Quando Devin Kennedy-Puthoff foi diagnosticado com diabetes tipo 1 há duas décadas, não foram apenas o atraso no diagnóstico inicial e a confusão que representaram o maior desafio para ele e sua família. Foi um diagnóstico duplo de T1D e transtorno bipolar dentro de três dias que deu início a uma história trágica, moldada por falhas sistemáticas que eventualmente levaram à morte de Devin em novembro de 2016 aos 41 anos.
Hoje, sua mãe Adrienne Kennedy é presidente da National Alliance on Mental Illness (NAMI), a maior organização do país focada em questões de saúde mental, e ela se vê servindo como a voz de Devin na luta para melhorar a vida daqueles que lutam com esses problemas. Embora ainda haja dúvidas sobre as circunstâncias da morte de seu filho, está claro que seu diabetes e transtorno bipolar foram os principais fatores.
“Ele foi feito refém de suas doenças e eles se enganaram”, diz ela. “O diabetes em si se tornou um espantalho, onde eles o tratavam e não procuravam a doença psiquiátrica que é tão óbvia, e (eles estavam) não controlando a pessoa inteira.”
Os aspectos psicossociais da vida com diabetes estão felizmente se tornando mais reconhecidos nos últimos anos com a American Diabetes Association e JDRF, ambos implementando programas para ajudar a lidar com a depressão, o estresse causado pelo diabetes e o esgotamento. Embora este não seja o nível de apoio que Devin precisaria, sua mãe ainda diz que é revigorante saber que essas mudanças há muito esperadas estão acontecendo.
Um diagnóstico de diabetes quase perdido
Era janeiro de 1999 e a família Kennedy estava morando na Califórnia quando Devin acabou em um pronto-socorro de Orange County depois de cinco dias sem dormir. Ele estava experimentando o que qualquer pessoa com diabetes provavelmente reconheceria como sinais-chave do início de DM1. Ele tinha 23 anos na época. A equipe do hospital deu-lhe Benadryl e disse-lhe para ir para casa, sem verificar seus níveis de glicose ou mencionar qualquer coisa sobre diabetes. Ele acabou voltando ao pronto-socorro logo depois e - segundo sua mãe - estava em “estado psicótico completo” e teve que ser contido. Ele acabou sendo diagnosticado com transtorno bipolar, mas ainda assim o diabetes não foi mencionado.
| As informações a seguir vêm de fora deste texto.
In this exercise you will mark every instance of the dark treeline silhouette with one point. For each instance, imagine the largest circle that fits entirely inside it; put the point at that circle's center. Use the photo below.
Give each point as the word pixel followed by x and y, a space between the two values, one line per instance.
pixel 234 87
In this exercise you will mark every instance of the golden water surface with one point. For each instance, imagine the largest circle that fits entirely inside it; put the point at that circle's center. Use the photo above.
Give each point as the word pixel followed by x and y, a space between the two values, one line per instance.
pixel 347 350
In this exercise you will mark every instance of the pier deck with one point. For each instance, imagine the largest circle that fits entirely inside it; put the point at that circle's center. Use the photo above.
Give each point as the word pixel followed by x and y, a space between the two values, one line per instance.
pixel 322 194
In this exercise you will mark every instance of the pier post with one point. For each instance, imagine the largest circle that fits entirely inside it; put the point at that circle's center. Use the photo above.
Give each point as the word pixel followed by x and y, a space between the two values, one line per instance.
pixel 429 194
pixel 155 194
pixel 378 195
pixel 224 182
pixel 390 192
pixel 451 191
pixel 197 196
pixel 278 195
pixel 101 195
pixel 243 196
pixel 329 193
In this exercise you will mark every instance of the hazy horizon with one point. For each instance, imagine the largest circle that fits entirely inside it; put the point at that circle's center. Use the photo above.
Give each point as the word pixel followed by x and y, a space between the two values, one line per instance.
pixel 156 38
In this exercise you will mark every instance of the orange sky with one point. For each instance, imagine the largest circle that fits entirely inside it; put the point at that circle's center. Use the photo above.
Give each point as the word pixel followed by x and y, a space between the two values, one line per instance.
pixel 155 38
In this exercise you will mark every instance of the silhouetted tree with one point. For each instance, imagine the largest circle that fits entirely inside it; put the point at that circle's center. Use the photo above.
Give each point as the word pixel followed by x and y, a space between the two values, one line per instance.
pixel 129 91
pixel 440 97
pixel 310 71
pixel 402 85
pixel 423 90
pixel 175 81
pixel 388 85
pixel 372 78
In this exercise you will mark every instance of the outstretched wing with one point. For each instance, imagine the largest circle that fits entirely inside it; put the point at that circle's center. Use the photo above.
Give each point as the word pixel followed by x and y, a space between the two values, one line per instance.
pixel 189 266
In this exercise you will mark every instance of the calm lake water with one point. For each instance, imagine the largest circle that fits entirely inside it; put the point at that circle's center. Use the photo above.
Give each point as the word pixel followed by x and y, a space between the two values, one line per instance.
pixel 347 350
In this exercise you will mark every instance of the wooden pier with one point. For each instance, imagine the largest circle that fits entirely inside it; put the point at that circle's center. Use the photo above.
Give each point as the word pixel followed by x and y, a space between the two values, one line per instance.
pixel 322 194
Apenas três dias depois, um médico diferente, um endocrinologista que por acaso trabalhava no hospital, fez uma verificação de açúcar no sangue e reconheceu rapidamente o diabetes tipo 1. O nível de A1C de Devin estava na casa dos adolescentes naquele ponto - astronomicamente mais alto do que o intervalo normal e saudável.
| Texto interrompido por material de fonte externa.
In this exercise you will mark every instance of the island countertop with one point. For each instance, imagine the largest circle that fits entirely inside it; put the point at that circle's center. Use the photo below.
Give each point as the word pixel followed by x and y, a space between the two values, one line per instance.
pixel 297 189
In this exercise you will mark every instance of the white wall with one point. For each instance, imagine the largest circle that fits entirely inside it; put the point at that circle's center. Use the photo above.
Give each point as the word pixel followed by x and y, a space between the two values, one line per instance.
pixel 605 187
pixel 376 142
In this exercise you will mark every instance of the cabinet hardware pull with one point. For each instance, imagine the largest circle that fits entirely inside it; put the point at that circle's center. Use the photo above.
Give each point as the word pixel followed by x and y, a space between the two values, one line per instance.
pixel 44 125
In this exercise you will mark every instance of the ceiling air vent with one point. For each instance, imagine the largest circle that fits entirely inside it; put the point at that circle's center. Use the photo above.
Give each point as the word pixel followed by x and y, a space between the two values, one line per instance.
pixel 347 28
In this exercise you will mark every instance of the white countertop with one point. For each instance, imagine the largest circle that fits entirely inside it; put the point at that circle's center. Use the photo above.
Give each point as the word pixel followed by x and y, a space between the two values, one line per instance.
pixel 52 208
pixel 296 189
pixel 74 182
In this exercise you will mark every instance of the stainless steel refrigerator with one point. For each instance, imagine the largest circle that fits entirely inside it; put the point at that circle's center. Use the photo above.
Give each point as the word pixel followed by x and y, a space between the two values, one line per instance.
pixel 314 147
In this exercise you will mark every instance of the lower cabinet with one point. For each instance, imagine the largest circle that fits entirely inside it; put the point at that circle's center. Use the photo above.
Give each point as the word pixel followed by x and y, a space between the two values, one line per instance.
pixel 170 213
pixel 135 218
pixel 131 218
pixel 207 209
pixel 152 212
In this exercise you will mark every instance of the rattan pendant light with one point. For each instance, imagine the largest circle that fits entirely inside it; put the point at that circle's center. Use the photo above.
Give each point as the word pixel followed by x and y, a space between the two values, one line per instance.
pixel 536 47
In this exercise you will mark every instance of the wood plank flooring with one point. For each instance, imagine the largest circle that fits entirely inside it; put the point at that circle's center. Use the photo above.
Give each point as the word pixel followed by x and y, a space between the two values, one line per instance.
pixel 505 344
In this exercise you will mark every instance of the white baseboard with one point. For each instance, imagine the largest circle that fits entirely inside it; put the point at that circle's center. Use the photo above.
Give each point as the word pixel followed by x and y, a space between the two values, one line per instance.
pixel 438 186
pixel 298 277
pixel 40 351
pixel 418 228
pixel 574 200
“O fato de ter demorado tanto é ultrajante”, diz Kennedy. “Quão fácil teria sido apenas fazer uma verificação de açúcar no sangue antes que ficasse tão ruim? Nós realmente precisamos de uma campanha nacional em que qualquer pessoa que entre em um pronto-socorro faça uma verificação de açúcar no sangue. Não deve haver esse atraso no diagnóstico de diabetes, e isso é importante para todos, não apenas para aqueles que sofrem de doenças mentais graves. ”
Naqueles primeiros anos, antes de Devin chegar aos 30 anos, Kennedy diz que sua família não estava lutando para pagar os medicamentos ou as necessidades de tratamento do diabetes, mas Devin fez biscates em parte para ganhar dinheiro para comprar sua insulina. Isso o afetou e, com o passar do tempo, a desinformação sobre o diabetes comprometeu ainda mais a saúde de Devin.
Ela gostaria que ele tivesse encontrado o apoio de seus colegas que pudesse ajudá-lo tanto no diabetes quanto na doença bipolar. Se ele tivesse encontrado outras pessoas que "entendiam" com o que ele estava vivendo, talvez as coisas tivessem sido diferentes.
Lutando contra demônios bipolares e racionamento de insulina
Do jeito que estava, os problemas de saúde mental de Devin tornavam o controle do diabetes quase impossível às vezes, lembra Kennedy. Sua ilusão e estados psicóticos às vezes eram tão extremos que ele acreditava que poderia realmente se curar de T1D não tomando insulina.
Sua mãe ainda acredita que a desinformação e o estigma que existe no público em geral sobre o diabetes - particularmente as diferenças entre T1 e T2 - contribuíram para isso ao longo dos anos. Ela se lembra de um dos amigos de seu filho que certa vez compartilhou que o diabetes de Devin poderia ser controlado apenas com dieta e exercícios, assim como um membro da família daquele amigo havia feito. Claramente, aquela amiga estava falando sobre o tipo 2 especificamente, mas Kennedy teme que tudo tenha influenciado o pensamento de seu filho quando ele estava lutando com problemas de saúde mental.
“A raiva que tenho sobre a conversa social sobre diabetes e o tratamento dos dois como a mesma doença ... é quase indescritível”, diz Kennedy. “É simplesmente ridículo que as pessoas sejam levadas a acreditar nisso.”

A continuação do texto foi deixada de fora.